Guelph, Ontario, is a city situated around 100 km west of Toronto. Founded in 1827 by John Galt and the Canada Company, it has grown from a small wayfarers’ station to a community of more than 120,000.
Its major industries and attractions include the University of Guelph, with its renowned Ontario Agricultural (OAC) and Ontario Veterinary College OVC), Gencor, Semex and the offices of the Ontario Ministry of Agriculture and Food (OMAF).
Guelph was selected as the headquarters of British development firm the “Canada Company” by its first superintendent John Galt, a popular Scottish novelist who designed the town to attract settlers and the surrounding countryside.
Guelph is also known for its cultural events. Each year it hosts the Hillside Music Festival and the Guelph Jazz Festival. It is the home of Edward Johnson, the famous opera star and James Gordon, respected folk musician. Guelphites are noted in many fields, having a long history of making their mark in the arts, the sciences and technology.

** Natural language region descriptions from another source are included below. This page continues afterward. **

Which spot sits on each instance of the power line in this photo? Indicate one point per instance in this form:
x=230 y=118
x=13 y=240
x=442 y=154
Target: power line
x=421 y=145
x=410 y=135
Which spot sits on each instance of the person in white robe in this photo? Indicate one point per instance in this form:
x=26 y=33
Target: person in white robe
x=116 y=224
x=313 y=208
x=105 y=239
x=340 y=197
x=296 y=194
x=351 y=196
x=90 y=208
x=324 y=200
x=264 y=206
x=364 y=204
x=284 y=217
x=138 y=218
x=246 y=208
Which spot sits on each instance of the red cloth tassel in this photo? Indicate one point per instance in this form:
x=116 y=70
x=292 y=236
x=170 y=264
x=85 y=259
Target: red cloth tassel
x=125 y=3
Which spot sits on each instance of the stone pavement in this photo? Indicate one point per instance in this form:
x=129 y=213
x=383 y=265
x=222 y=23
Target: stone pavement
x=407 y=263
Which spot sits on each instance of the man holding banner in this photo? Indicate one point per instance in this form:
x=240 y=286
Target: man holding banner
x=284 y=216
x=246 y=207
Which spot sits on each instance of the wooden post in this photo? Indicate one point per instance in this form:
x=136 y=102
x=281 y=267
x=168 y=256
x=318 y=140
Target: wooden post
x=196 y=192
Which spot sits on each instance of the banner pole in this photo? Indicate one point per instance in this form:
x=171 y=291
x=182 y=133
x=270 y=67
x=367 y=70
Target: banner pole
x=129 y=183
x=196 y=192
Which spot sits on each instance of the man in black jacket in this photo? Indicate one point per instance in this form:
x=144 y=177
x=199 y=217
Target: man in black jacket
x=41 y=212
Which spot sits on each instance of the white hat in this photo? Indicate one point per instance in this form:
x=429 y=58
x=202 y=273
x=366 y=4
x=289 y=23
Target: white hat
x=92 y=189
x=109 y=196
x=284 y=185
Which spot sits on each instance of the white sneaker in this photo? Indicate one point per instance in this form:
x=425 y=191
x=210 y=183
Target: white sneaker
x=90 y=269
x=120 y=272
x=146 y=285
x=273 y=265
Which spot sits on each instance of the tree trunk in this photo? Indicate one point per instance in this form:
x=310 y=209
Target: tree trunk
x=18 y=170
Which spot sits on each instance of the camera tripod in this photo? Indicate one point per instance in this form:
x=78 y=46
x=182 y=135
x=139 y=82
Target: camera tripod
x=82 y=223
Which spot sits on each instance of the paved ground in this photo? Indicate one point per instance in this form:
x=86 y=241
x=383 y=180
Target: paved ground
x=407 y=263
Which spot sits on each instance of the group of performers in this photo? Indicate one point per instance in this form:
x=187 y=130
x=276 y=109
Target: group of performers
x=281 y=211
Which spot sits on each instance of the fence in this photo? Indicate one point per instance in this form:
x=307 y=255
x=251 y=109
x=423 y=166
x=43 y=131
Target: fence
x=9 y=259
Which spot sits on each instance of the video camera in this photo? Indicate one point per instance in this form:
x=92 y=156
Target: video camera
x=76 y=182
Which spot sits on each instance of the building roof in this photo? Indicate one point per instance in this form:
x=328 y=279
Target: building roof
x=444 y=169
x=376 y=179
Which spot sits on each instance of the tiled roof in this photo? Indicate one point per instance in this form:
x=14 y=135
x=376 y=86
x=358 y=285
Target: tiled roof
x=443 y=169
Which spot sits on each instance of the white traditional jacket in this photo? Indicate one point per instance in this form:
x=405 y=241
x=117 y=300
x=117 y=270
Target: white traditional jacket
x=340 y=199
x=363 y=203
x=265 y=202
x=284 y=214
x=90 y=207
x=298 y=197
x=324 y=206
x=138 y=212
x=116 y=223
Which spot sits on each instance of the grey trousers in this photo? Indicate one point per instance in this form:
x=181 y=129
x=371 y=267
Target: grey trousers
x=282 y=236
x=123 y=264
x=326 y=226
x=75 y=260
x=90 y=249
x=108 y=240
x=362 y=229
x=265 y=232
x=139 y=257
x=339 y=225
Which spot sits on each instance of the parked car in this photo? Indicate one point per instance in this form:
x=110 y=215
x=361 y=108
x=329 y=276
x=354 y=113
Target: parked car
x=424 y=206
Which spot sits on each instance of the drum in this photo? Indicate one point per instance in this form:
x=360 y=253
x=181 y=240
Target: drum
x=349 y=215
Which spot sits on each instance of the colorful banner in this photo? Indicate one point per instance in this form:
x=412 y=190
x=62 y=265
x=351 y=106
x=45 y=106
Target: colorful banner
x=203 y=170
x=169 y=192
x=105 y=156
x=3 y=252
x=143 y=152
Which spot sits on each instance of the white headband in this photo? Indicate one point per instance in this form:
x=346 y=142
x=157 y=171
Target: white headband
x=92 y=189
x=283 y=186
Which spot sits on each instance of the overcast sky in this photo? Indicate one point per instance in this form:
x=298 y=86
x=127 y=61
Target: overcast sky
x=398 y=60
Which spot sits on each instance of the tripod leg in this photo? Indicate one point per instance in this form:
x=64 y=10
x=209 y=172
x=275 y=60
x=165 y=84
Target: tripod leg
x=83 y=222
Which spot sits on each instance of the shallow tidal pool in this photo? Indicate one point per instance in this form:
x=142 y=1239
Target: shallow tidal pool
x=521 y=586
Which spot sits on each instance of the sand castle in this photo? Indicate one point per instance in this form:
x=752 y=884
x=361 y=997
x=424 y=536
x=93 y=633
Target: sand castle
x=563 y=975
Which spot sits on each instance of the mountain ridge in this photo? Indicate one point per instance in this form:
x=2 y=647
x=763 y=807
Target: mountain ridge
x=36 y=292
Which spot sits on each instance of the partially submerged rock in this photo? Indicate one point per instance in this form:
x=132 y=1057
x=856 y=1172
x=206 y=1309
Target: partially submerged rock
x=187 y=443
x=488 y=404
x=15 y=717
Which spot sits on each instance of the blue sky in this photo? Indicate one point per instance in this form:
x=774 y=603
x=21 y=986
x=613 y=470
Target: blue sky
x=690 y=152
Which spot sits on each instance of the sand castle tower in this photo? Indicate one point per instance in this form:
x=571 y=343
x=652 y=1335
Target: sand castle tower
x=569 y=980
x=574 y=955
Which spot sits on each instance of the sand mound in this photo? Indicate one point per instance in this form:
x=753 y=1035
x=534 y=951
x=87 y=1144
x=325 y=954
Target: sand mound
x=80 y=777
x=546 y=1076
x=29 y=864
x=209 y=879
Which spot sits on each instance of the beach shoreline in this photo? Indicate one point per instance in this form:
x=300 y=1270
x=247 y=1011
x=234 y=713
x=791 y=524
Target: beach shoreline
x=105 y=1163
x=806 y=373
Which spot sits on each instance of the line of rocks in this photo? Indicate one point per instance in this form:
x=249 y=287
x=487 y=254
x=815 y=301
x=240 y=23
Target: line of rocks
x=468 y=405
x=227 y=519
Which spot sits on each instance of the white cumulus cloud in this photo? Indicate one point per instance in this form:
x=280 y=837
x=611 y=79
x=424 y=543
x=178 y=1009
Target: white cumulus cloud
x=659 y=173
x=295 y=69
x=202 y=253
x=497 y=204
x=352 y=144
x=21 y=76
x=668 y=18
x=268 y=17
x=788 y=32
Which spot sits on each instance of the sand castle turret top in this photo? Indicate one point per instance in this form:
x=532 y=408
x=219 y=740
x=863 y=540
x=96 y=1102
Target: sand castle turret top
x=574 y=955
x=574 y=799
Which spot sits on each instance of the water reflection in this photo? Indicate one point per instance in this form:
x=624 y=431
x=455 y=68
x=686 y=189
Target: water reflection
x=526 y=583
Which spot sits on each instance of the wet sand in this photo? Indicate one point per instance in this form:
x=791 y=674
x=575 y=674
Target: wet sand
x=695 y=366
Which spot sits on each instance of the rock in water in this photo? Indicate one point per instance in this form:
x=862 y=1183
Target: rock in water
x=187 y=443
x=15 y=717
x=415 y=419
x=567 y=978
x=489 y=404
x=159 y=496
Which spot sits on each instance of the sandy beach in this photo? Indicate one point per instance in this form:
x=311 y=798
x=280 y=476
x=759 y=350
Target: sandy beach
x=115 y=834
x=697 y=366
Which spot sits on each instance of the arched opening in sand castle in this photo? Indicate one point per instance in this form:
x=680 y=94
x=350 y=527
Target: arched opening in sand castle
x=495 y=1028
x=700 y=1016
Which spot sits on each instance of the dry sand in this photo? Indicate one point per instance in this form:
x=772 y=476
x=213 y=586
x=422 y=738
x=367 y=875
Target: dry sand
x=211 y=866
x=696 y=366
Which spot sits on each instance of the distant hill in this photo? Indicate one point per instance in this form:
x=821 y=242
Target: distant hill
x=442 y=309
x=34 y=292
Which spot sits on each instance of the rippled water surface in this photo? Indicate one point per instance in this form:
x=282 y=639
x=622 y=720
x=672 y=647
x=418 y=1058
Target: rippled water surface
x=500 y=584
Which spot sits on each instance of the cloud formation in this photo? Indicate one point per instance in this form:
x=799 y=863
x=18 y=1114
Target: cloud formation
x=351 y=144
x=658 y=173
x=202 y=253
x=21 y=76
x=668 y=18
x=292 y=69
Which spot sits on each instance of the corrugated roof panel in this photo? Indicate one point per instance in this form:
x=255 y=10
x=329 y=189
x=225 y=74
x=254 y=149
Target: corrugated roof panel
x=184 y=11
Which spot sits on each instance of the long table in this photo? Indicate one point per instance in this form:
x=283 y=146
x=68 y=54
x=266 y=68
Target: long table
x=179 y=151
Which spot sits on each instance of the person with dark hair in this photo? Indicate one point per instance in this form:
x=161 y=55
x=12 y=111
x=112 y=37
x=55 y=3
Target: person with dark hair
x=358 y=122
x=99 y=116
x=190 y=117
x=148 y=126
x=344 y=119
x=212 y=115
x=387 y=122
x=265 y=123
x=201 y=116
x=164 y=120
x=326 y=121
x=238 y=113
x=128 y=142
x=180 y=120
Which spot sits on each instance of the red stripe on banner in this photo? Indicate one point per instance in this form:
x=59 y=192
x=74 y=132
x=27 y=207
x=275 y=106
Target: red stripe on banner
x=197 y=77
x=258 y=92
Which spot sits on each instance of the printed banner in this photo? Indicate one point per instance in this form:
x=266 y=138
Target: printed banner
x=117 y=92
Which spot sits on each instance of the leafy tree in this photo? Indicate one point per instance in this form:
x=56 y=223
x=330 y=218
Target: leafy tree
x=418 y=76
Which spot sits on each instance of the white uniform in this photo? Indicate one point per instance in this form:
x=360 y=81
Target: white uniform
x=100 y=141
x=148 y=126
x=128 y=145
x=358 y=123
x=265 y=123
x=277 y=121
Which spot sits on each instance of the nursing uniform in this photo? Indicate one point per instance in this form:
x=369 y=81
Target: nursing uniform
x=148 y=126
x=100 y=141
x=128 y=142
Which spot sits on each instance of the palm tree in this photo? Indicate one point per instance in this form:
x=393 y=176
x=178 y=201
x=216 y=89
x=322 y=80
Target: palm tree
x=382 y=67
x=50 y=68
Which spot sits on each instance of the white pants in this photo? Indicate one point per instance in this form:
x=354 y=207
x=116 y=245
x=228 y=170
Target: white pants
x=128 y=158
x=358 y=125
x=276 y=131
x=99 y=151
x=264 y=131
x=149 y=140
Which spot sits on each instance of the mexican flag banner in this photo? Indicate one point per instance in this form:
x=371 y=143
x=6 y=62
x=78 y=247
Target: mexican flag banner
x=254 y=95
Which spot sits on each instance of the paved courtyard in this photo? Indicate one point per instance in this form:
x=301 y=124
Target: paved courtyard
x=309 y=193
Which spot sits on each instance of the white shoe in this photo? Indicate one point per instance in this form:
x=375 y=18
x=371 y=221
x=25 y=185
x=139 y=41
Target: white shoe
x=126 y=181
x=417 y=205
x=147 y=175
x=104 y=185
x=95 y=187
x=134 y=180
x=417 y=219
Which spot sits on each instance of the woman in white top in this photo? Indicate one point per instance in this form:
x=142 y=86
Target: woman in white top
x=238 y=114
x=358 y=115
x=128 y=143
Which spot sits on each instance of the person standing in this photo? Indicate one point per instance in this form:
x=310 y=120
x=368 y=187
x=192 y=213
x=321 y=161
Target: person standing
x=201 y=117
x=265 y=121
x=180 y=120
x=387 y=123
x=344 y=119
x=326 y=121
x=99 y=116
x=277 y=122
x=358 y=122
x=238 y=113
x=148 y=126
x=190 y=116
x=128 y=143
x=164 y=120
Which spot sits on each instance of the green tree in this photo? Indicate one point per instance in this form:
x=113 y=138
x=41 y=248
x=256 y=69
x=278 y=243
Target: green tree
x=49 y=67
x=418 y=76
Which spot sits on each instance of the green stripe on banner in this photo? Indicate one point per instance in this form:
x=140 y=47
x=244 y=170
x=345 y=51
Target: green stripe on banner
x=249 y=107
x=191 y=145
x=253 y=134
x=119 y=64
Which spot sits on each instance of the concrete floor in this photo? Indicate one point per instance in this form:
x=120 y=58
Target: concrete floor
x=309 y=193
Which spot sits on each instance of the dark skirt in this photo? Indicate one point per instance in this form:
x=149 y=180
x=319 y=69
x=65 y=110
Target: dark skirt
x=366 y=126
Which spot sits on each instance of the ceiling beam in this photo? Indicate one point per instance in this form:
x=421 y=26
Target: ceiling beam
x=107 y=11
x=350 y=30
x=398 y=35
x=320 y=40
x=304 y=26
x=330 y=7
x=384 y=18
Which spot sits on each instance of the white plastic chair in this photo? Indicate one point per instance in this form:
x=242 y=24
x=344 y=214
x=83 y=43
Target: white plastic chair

This site examines a less well-known aspect of Guelph life – the life and times of the working class. It is a history of their labour movement. It is an attempt to preserve and reveal the life of those who may not have made it onto the big stage of life but were an integral part of how Guelph became what it is today. In taking a close look at them and how they lived and worked, it is hoped to convey a greater understanding of the development of unions and working class life in such smaller centers as Guelph.